In the protein plot window, you must change the selected property to hydrophobicity (Kyte & Doolittle). Under Edit -> Change Configuration, you can also change the window size. Both profiles (original and filtered) are shown directly here for simplicity.

Sinteny

Here we analyze the synteny that is the relative order of genes on chromosomes. In other words, we must identify stretches where the relative ordering of orthologous genes has been conserved. The most intuitive manner to study sinteny is to construct a dot-plot. We simply line up all the genes in each genome according to their positions and plot only those for which the similarity score is above a certain threshold (here 110).

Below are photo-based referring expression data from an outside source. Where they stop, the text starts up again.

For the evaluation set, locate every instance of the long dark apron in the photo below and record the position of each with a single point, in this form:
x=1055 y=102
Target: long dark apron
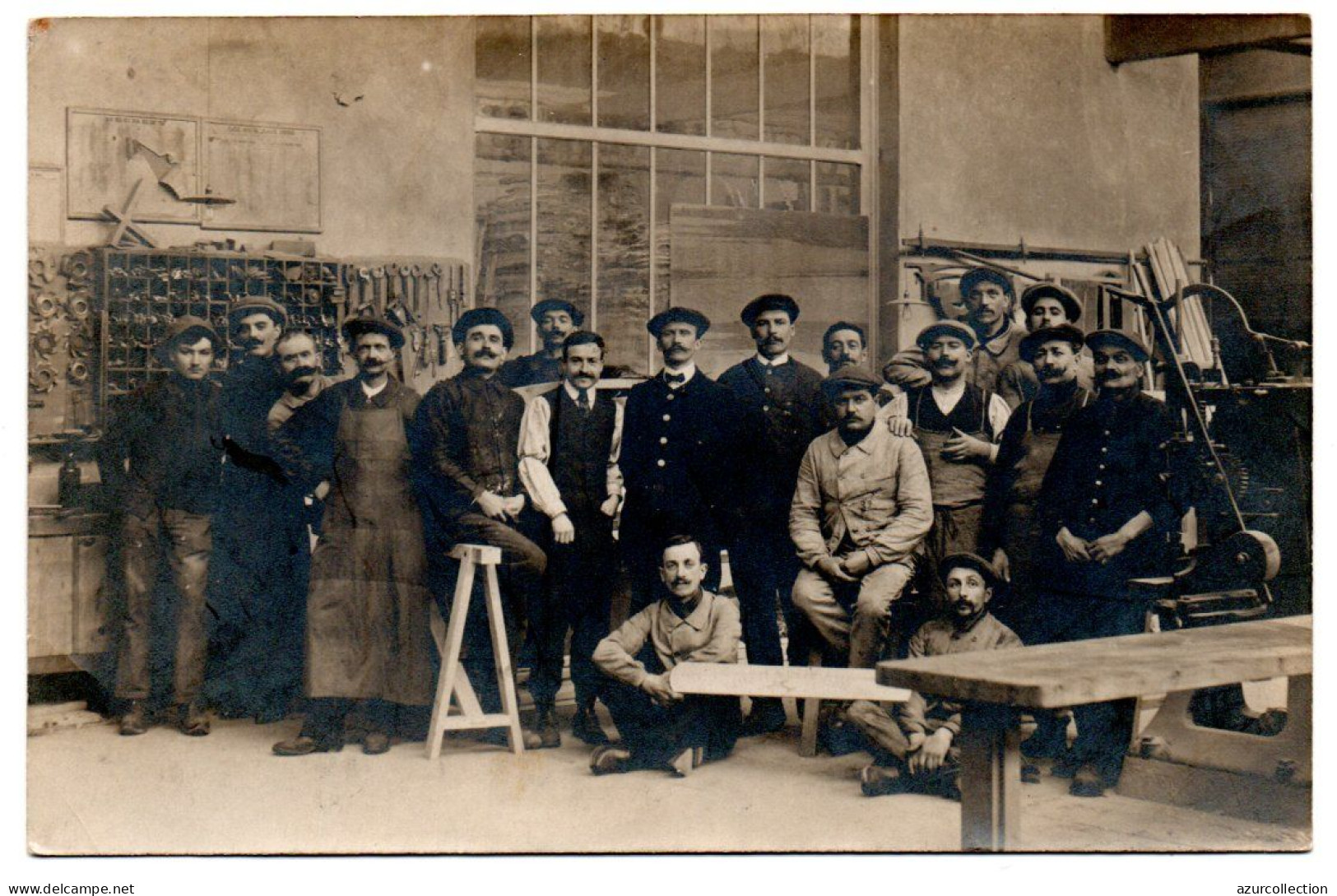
x=1020 y=536
x=367 y=610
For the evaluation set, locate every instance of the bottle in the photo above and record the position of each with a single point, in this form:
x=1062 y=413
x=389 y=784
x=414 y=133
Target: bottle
x=68 y=481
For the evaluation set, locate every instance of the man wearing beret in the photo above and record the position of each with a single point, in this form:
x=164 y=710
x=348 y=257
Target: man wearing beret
x=1044 y=305
x=988 y=297
x=956 y=425
x=1106 y=515
x=860 y=510
x=254 y=588
x=367 y=611
x=160 y=460
x=467 y=442
x=556 y=318
x=913 y=745
x=781 y=404
x=680 y=453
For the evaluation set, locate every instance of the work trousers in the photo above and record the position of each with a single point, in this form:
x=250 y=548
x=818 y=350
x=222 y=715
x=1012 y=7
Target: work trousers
x=183 y=539
x=520 y=579
x=656 y=735
x=577 y=598
x=855 y=617
x=1105 y=731
x=764 y=567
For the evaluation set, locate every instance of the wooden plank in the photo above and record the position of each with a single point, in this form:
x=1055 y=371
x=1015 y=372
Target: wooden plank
x=1089 y=671
x=782 y=681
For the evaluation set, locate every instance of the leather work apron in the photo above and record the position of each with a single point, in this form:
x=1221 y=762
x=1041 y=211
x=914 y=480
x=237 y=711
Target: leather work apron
x=367 y=611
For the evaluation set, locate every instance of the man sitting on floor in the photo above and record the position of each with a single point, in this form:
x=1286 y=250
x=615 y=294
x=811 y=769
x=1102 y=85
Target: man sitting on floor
x=916 y=750
x=661 y=728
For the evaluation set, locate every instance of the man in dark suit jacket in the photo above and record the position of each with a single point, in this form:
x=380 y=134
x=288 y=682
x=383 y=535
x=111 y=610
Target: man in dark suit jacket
x=678 y=457
x=781 y=404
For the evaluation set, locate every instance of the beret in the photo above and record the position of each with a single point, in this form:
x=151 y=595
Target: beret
x=477 y=318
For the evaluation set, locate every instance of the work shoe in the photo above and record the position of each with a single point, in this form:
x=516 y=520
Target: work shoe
x=880 y=780
x=586 y=727
x=680 y=765
x=305 y=745
x=193 y=720
x=1087 y=782
x=135 y=721
x=376 y=742
x=766 y=716
x=549 y=733
x=611 y=759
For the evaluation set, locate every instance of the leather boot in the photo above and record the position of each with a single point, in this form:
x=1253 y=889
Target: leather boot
x=135 y=721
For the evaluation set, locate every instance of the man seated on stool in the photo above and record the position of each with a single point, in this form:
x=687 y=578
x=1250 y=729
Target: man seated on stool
x=860 y=510
x=662 y=729
x=916 y=750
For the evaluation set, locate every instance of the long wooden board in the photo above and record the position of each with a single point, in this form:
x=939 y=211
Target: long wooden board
x=782 y=681
x=1089 y=671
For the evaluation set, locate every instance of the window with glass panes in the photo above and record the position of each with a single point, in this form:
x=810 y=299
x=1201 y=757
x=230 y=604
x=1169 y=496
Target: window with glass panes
x=590 y=128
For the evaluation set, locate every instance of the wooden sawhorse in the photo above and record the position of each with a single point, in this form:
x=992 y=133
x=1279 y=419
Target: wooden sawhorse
x=453 y=681
x=994 y=684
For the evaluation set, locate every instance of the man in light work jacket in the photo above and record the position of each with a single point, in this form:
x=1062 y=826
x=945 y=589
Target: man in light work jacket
x=570 y=440
x=860 y=510
x=781 y=404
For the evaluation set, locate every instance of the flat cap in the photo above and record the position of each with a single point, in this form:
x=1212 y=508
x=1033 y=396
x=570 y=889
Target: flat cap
x=852 y=376
x=477 y=318
x=977 y=275
x=185 y=327
x=971 y=562
x=769 y=303
x=356 y=327
x=246 y=305
x=678 y=316
x=1065 y=332
x=1114 y=339
x=945 y=328
x=556 y=305
x=1071 y=305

matrix=matrix(1:916,918:1965);
newermatrix=[matrix(:,751:end),matrix(:,1:750)];
[q,w]=find(newermatrix>110);
figure;
plot(q,w,'*')
title('ORF Sinteny Plot')
xlabel('C. Thrachomatis')
ylabel('C. Pneumoniae')

Observing the plot we notice that for the Chlamydia family there is almost complete synteny between the genomes. In fact the strong diagonal line shows that the genes with highest similarity are in corresponding positions. There are also two evident events of trasposition resulting in the two off-diagonals events.

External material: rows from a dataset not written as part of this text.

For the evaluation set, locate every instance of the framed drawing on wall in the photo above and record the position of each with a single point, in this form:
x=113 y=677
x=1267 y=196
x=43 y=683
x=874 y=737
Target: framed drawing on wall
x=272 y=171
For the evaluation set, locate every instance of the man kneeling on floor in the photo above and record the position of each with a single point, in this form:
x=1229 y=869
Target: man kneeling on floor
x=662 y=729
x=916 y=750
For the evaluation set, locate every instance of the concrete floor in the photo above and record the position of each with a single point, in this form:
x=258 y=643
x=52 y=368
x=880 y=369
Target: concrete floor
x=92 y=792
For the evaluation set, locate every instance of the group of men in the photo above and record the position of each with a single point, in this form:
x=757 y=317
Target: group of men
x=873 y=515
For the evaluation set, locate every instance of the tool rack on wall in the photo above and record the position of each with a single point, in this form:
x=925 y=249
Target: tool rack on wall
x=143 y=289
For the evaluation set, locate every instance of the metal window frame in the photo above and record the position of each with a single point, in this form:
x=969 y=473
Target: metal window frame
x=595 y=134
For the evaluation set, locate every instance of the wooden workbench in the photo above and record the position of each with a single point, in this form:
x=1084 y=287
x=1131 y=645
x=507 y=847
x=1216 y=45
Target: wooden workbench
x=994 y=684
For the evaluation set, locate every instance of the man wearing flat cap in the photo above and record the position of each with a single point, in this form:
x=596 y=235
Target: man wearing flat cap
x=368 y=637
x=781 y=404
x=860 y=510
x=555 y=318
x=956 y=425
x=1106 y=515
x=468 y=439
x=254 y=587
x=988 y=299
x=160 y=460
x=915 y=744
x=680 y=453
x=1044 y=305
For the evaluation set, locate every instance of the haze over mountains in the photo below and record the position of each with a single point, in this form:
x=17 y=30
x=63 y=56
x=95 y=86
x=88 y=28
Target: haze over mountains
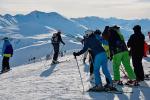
x=38 y=22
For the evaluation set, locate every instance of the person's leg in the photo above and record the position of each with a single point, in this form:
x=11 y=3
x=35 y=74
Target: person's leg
x=91 y=64
x=105 y=69
x=7 y=63
x=116 y=66
x=85 y=56
x=56 y=51
x=128 y=68
x=4 y=64
x=97 y=64
x=138 y=68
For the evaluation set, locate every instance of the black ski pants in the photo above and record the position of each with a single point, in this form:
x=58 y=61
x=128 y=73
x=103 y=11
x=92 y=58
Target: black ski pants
x=5 y=64
x=56 y=51
x=138 y=67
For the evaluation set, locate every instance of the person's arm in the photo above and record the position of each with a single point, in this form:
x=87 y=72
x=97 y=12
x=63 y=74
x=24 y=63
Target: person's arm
x=101 y=40
x=61 y=40
x=84 y=49
x=129 y=42
x=3 y=49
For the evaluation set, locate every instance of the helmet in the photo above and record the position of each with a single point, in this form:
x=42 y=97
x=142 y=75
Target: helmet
x=97 y=32
x=88 y=33
x=137 y=27
x=5 y=38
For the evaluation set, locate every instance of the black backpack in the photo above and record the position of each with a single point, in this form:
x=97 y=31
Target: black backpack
x=54 y=38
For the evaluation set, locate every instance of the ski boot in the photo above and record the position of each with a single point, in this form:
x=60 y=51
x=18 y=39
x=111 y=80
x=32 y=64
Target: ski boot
x=109 y=87
x=132 y=83
x=55 y=62
x=97 y=88
x=118 y=82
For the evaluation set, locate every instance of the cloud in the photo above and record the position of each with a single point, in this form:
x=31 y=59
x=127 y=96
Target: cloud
x=77 y=8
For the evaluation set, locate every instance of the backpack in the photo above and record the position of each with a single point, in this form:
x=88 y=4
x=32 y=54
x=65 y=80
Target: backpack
x=54 y=38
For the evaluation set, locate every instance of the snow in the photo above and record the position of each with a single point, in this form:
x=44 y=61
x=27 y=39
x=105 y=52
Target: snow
x=42 y=81
x=36 y=79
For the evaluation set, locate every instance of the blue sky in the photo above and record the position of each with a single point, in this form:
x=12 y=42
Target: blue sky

Homologous intergenic regions and phylogenetic footprinting

Homologous intergenic regions are regions that evolve faster than the rest of the genome. The study of these is possible thanks to the synteny: genes are used as “anchors” to ensure that we are examining homologous intergenic sequence. Phylogenetic footprinting is a procedure based on such principle: anchoring the alignment with syntenic coding regions, conserved sequences can be individuted. Here we consider two 3-gene homologous synteny blocks of Chlamydia genomes.

t1=2253439;
t2=2252155;
t3=2253451;
t4=2253991;
t5=2254341;
t6=2255424;
t7=743266;
t8=746396;


bl1=joined(t2:t6);
bl2=joined(t7:t8);

We perform global alignment.

[sc,align]=nwalign(bl1,bl2);

vector=zeros(size(align(2,:)));
vector(strfind(align(2,:), '|'))=1;
vector(strfind(align(2,:), ':'))=0.1;

We plot the degree of conservation between the two sequences, using a moving window of size 75.

WS=75; %% windows size
for kk=1:length(vector)-WS
smoothvector(kk)=sum(vector(kk:kk+WS-1));
end

We define the function that shows the ORFs boundary.

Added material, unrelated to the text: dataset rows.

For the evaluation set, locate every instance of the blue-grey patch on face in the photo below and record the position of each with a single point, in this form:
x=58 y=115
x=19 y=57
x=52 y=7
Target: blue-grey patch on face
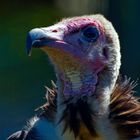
x=90 y=34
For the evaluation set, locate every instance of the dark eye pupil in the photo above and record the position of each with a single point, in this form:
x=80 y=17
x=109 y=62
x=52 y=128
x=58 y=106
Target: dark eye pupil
x=91 y=33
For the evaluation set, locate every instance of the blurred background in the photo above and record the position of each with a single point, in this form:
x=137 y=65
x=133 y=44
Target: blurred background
x=22 y=78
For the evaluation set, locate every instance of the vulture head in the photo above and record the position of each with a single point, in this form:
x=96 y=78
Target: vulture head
x=85 y=53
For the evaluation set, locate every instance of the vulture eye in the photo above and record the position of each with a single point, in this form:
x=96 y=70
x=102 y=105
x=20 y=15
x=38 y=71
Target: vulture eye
x=90 y=33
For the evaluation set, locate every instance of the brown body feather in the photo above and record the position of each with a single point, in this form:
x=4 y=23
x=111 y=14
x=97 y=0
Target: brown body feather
x=124 y=112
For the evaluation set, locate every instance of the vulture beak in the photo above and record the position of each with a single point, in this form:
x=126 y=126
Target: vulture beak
x=44 y=37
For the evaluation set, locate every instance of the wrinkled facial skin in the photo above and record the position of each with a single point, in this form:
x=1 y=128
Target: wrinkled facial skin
x=80 y=49
x=82 y=38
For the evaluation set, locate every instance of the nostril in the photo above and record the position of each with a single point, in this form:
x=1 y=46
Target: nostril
x=105 y=53
x=54 y=31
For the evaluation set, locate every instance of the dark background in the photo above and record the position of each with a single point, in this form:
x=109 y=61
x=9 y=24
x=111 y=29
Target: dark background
x=22 y=78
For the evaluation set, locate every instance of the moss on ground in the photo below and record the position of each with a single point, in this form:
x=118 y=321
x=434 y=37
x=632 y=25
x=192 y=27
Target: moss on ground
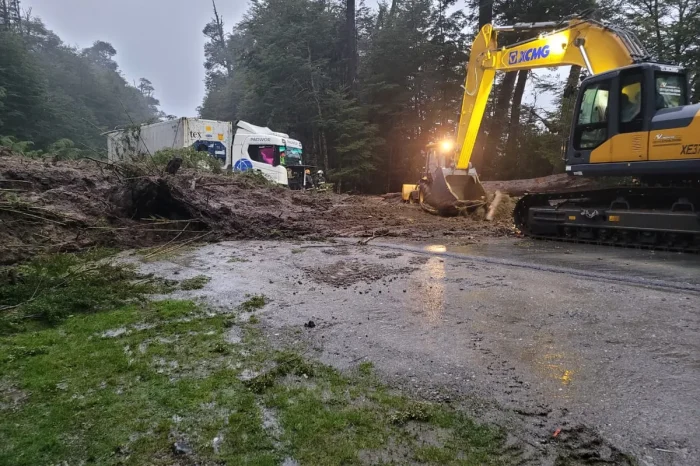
x=162 y=383
x=194 y=283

oo=zeros(size(smoothvector));
oo(1:t1-t2)=0;
oo(t1-t2:t3-t2)=1;
oo(t3-t2:t4-t2)=0;
oo(t4-t2:t5-t2)=1;
oo(t6-t2:-1:t5-t2)=0;

figure;
plot(smoothvector)
hold on
plot(oo*(max(smoothvector)*1.1),'red')
title('Phylogenetic Footprint for three Chlamydia ORFs')
xlabel('Nucleotide Positions and ORF Boundaries')
ylabel('Degree of conservation')
hold off

The plot shows that intergenic regions are less conserved than regions within ORFs.